# Does my dog need large breed puppy food?



## Ack (Nov 12, 2008)

I have an 8 week old standard goldendoodle puppy. He'll be 50+ pounds when full grown. I did extensive research online and decided to buy him 4health puppy food from Tractor Supply Company. It's seems like a good quality, healthy food. It's been discussed here:

http://www.dogforums.com/5-dog-food-forum/67781-4health-dog-food-tsc.html

http://www.dogfoodadvisor.com/dog-food-ratings/4health-dog-food-dry/

I took my puppy for his first vet visit and the vet says that I should feed him a premium "large breed puppy" food, not just a premium "puppy food." He says that feeding regular puppy food to a large breed puppy can make him grow too fast and have joint problems. He then proceeded to recommend Science Diet large breed puppy food. The ingredients in Science Diet look like trash compared to the 4health puppy food.

First off, is it true that I should feed my puppy "Large Breed Puppy food" instead of just "Puppy food?"

If so, what's a good quality healthy Large Breed Puppy food to get for him? The 4health brand doesn't make a Large Breed Puppy food. I have access locally to a Petco, Tractor Supply Company, and Wal-mart.

Thanks!


----------



## kerplunk105 (Mar 5, 2008)

I have my Lab puppy on 4health, regular puppy.

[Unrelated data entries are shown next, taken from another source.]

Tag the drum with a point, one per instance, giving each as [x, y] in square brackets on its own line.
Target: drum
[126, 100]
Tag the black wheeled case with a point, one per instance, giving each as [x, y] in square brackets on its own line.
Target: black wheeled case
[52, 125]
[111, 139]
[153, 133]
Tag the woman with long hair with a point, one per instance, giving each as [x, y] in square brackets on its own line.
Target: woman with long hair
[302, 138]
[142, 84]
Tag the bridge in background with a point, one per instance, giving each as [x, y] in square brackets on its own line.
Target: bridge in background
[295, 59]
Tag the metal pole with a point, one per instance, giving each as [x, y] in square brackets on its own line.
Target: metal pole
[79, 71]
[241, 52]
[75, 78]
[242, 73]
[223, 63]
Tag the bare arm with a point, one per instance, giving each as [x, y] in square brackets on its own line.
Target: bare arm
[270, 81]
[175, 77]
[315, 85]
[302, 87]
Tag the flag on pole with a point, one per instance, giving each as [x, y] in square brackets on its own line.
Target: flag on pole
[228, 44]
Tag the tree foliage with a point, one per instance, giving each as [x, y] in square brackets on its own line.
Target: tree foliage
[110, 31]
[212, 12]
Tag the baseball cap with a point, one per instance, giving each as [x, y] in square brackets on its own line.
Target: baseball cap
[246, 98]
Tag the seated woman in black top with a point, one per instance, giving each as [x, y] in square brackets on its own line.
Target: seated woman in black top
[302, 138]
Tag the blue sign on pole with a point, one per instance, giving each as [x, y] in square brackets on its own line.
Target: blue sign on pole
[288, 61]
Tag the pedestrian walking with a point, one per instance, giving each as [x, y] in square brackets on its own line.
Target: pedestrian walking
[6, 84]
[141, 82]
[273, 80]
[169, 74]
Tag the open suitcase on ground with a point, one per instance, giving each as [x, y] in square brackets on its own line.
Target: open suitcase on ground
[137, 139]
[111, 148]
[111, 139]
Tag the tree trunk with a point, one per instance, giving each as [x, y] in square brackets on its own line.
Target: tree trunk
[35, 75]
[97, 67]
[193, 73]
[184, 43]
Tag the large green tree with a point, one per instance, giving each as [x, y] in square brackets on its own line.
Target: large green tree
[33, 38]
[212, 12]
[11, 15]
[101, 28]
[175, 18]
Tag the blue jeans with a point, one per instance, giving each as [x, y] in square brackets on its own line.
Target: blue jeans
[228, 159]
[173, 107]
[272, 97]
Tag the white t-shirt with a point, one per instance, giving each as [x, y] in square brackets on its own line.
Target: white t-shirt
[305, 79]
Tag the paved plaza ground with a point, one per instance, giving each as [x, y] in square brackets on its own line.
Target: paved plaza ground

In another bag I'll be switching her to regular adult.


----------



## DJEtzel (Dec 28, 2009)

I've never heard of 4health, but I'm going to read the articles listed. 

It is recommended that you feed large breed puppies (which I would think yours is) large breed puppy food, but most large breed and normal breed puppy foods have to high of calcium in them and are not suitable for large breed puppies because they still inhibit too fast of bone growth, which is bad. The only puppy foods I have found that are actually suitable for large breed dogs is Orijen Large Breed Puppy and Solid Gold Wolf Cub. 

To be fair, I haven't analyzed the ingredients in all large breed puppy formulas, so there are probably a few more, but I know science diet is not worth your money. For that same price you could get a lot of better foods, and science diet is that great anyway.


----------



## lucidity (Nov 10, 2009)

Yes, you should be feeding "large breed puppy food". Switch to adult food earlier than recommended, as well.. maybe sometime around 6 months of age. Make sure that whatever puppy food you're choosing has 1.5% or less of Calcium. Too much calcium is bad for large breed pups.


----------